Docker is a facility for creating encapsulated computer environments, each with its own running copy of Linux. Each encapsulated computer environment is called a container. Each container (encapsulated computer environment) shares the host computer's copy of the kernel. This means there's no hypervisor, and no extended bootup. Starting up a Docker container is lightning fast.
The fact that the kernel must be a Linux kernel creates these two restrictions on Docker:
If you need to simultaneously run different operating systems (like Windows, OS/X or BSD), or run programs compiled for other operating systems, Docker can't help you: You need to do a full Virtual Machines implantation like KVM, VirtualBox or VMware.
This document you're now reading is just an overview, perhaps with a few general ideas of how to accomplish certain things. It's not a document to teach yourself Docker. For that, you need the full Docker Documentation, the root of which is located at http://www.docker.io. Useful specific docs include:
The preceding are documentation from the makers of Docker, they're excellent, and there's no substitute for reading them. The document you're currently reading is great for an overview before jumping in, but when actually performing Docker activities, you should use the official Docker documentation. If you want to have a good life in Dockerland, take the time to read the Docker docs.

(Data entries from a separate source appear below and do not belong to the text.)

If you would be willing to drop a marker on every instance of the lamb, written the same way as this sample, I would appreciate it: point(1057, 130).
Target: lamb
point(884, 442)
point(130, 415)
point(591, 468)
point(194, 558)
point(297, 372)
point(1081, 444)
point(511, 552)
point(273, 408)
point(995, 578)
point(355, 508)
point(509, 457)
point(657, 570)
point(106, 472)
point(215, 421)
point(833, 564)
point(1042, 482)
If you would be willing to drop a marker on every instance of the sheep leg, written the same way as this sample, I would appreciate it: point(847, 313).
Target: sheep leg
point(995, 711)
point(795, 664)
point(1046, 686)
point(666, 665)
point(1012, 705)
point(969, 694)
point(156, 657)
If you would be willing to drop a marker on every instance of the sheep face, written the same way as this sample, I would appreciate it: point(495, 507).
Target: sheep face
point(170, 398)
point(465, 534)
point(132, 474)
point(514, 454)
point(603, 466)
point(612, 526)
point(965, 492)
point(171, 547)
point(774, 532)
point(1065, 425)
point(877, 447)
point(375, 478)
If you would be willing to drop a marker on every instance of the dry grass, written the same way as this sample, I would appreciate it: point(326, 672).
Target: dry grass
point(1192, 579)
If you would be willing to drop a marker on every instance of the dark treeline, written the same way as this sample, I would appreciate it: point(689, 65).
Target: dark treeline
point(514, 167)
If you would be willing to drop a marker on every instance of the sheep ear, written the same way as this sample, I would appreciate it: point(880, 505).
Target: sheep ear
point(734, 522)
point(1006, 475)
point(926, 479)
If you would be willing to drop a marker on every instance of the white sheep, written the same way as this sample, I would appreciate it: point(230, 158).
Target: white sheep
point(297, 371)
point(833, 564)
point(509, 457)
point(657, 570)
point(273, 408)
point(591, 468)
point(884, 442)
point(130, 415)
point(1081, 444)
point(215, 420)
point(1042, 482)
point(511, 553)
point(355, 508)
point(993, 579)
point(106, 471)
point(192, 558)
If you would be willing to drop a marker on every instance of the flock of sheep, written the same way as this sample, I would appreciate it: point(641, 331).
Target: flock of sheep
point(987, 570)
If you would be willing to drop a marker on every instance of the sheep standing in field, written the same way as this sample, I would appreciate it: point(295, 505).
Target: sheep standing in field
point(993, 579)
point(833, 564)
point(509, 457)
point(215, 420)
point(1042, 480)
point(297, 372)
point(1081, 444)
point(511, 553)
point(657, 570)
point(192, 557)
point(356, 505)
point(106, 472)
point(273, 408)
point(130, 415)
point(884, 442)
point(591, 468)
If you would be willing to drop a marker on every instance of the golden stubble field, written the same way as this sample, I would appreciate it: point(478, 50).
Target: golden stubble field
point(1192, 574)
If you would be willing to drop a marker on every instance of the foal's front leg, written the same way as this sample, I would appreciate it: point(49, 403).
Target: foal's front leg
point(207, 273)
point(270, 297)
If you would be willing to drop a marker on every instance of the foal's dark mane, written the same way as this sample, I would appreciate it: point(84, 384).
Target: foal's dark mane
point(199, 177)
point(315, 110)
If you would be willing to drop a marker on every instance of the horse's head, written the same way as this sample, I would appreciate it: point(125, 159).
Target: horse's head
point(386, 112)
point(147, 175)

There's a Docker IRC channel, called #docker, on the Freenode IRC server.
A Docker container shares a kernel with the host OS and with other containers. Other than that, the container is completely isolated from everything else, at least by default. Therefore, Docker is a great sandbox for development, testing, experimentation. But Docker's abilities as a sandbox barely scratch the surface of its capabilities and usefulness.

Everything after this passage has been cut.